Nella sua opera principale S. Piggott, come già prima di lui V. G. Childe, aveva sostenuto la derivazione della cultura di W. H. dalle culture del cosiddetto Neolitico Occidentale (cultura franco-svizzera di Cortaillod e cultura francese di Chassey), gruppo nel quale veniva compresa anche la cultura belga di Michelsberg; successivamente lo stesso autore ha ipotizzato la presenza di elementi culturali derivati da Est (culture T. R. B. dell'Europa settentrionale e centrale, v.) forse per il tramite della cultura di Michelsberg, la cui appartenenza al gruppo occidentale era stata messa in dubbio da E. Vogt.
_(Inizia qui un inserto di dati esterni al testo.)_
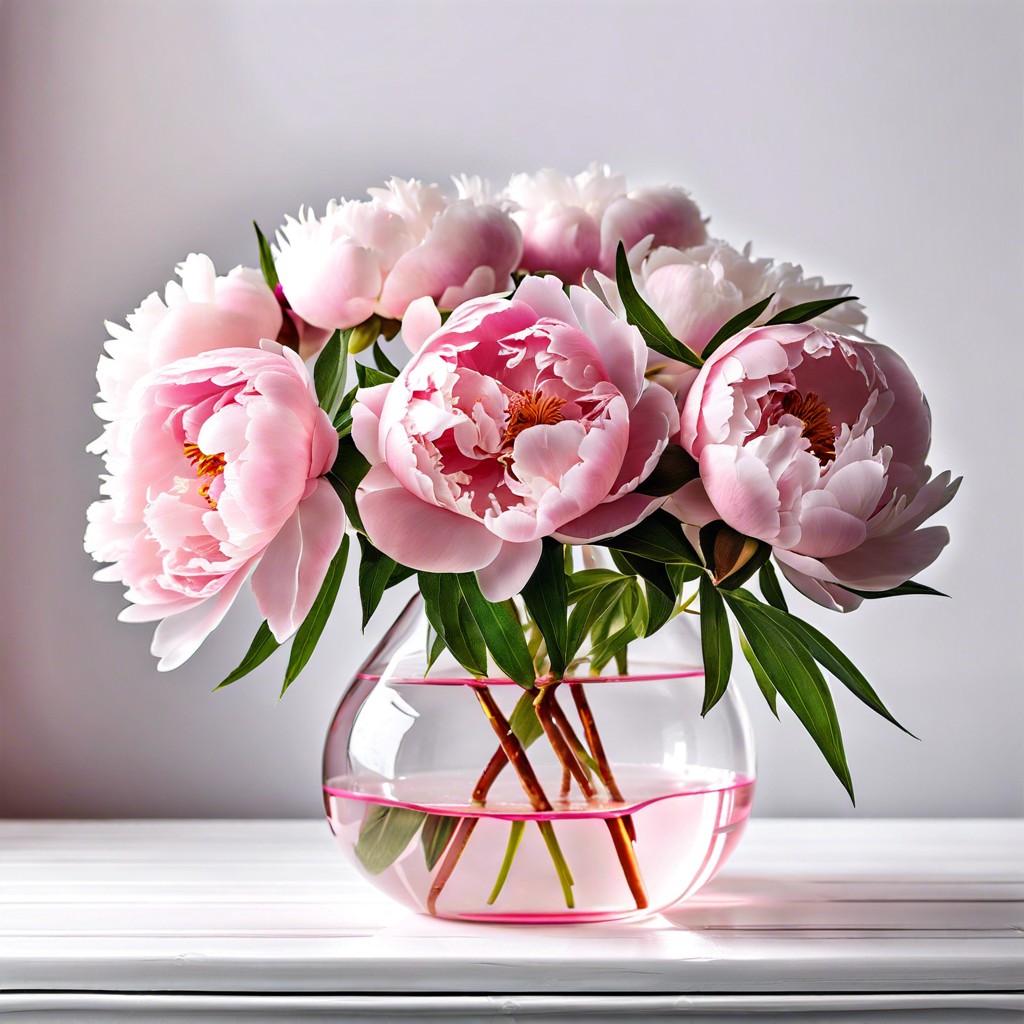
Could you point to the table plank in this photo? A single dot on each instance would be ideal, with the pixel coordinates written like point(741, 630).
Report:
point(848, 907)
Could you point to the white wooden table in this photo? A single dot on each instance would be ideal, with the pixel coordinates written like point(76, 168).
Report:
point(256, 921)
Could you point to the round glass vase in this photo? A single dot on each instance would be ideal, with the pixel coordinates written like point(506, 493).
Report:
point(612, 799)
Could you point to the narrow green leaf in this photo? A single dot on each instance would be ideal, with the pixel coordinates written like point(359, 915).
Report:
point(770, 587)
point(266, 259)
point(385, 834)
point(437, 830)
point(659, 609)
point(329, 374)
point(383, 363)
point(346, 475)
point(502, 633)
point(903, 590)
point(547, 600)
point(830, 658)
point(794, 673)
point(738, 323)
point(716, 644)
point(675, 468)
point(515, 838)
point(308, 634)
point(655, 334)
point(260, 649)
point(659, 538)
point(369, 377)
point(450, 615)
point(764, 683)
point(375, 574)
point(592, 608)
point(804, 311)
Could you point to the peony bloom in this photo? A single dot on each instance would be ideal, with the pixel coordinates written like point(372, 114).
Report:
point(815, 443)
point(406, 242)
point(695, 291)
point(202, 313)
point(215, 471)
point(572, 224)
point(518, 419)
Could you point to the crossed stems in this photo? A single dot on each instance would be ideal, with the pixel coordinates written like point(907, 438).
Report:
point(572, 756)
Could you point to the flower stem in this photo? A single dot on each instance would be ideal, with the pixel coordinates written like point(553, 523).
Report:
point(594, 741)
point(616, 826)
point(515, 837)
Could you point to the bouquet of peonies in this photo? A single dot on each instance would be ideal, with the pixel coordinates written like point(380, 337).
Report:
point(584, 368)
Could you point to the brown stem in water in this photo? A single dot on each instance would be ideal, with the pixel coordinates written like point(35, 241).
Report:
point(616, 826)
point(452, 856)
point(597, 748)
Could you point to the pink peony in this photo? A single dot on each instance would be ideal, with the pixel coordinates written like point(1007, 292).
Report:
point(202, 313)
point(694, 291)
point(519, 419)
point(572, 224)
point(217, 471)
point(816, 443)
point(377, 256)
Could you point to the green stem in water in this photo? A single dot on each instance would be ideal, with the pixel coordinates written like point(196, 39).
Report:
point(564, 875)
point(515, 838)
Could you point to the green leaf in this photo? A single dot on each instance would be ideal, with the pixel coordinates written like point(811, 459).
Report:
point(804, 311)
point(742, 320)
point(260, 649)
point(585, 580)
point(659, 538)
point(266, 259)
point(716, 644)
point(308, 634)
point(450, 615)
point(764, 683)
point(655, 334)
point(515, 838)
point(675, 468)
point(770, 587)
point(369, 377)
point(346, 475)
point(435, 647)
point(383, 363)
point(659, 609)
point(329, 374)
point(547, 600)
point(385, 834)
point(794, 673)
point(437, 830)
point(903, 590)
point(502, 633)
point(830, 658)
point(593, 607)
point(375, 574)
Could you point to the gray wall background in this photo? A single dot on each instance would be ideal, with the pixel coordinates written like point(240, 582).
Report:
point(875, 142)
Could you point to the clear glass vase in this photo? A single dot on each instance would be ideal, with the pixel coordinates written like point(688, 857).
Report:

Infine, in un riesame della cultura di W. H., egli constata che, mentre risulta per il momento molto difficile una definizione delle componenti culturali di W. H. nella sua fase iniziale, la fase matura sembra manifestare una commistione di elementi che includono tradizioni neolitiche occidentali (in particolare della cultura di Chassey) accanto a elementi derivati dalle culture T. R. B. o dalla cultura di Michelsberg, o dall'una e dalle altre.
Bibl.: V. G. Childe, Prehistoric Communities of the British Isles, Londra 1942; G. Bailloud, P. Mieg de Boofzheim, Les Civilisations néolithiques de la France, Parigi 1955; S. Piggott, The Neolithic Cultures of the British Isles, Cambridge 1954; id., in Proceeding Prehist. Soc., XXI, 1955, p. 96; J. F. Stone, Wessex before the Celts, Londra 1958; R. R. Clarke, East Anglia, Londra 1960; S. Piggott, The British Neolithic Cultures in their continental Setting, L'Europe à la fin de l'âge de la pierre, Praga 1961; S. Piggott, in Proceeding Prehist. Soc., XXVIII, 1962, p. 237; I. F. Smith, Windmill Hill and Avebury: Excavations by Alexander Keiller 1925-1939, Londra 1965; J. G. D. Clark, in Proceeding Prehist. Soc., XXXI, 1965, p. 58; R. W. Ehrich, Chronologies in Old World Archaeology, Chicago 1965; H. L. Thomas, in St. Med. Arch., XVII, 1967, pp. 52.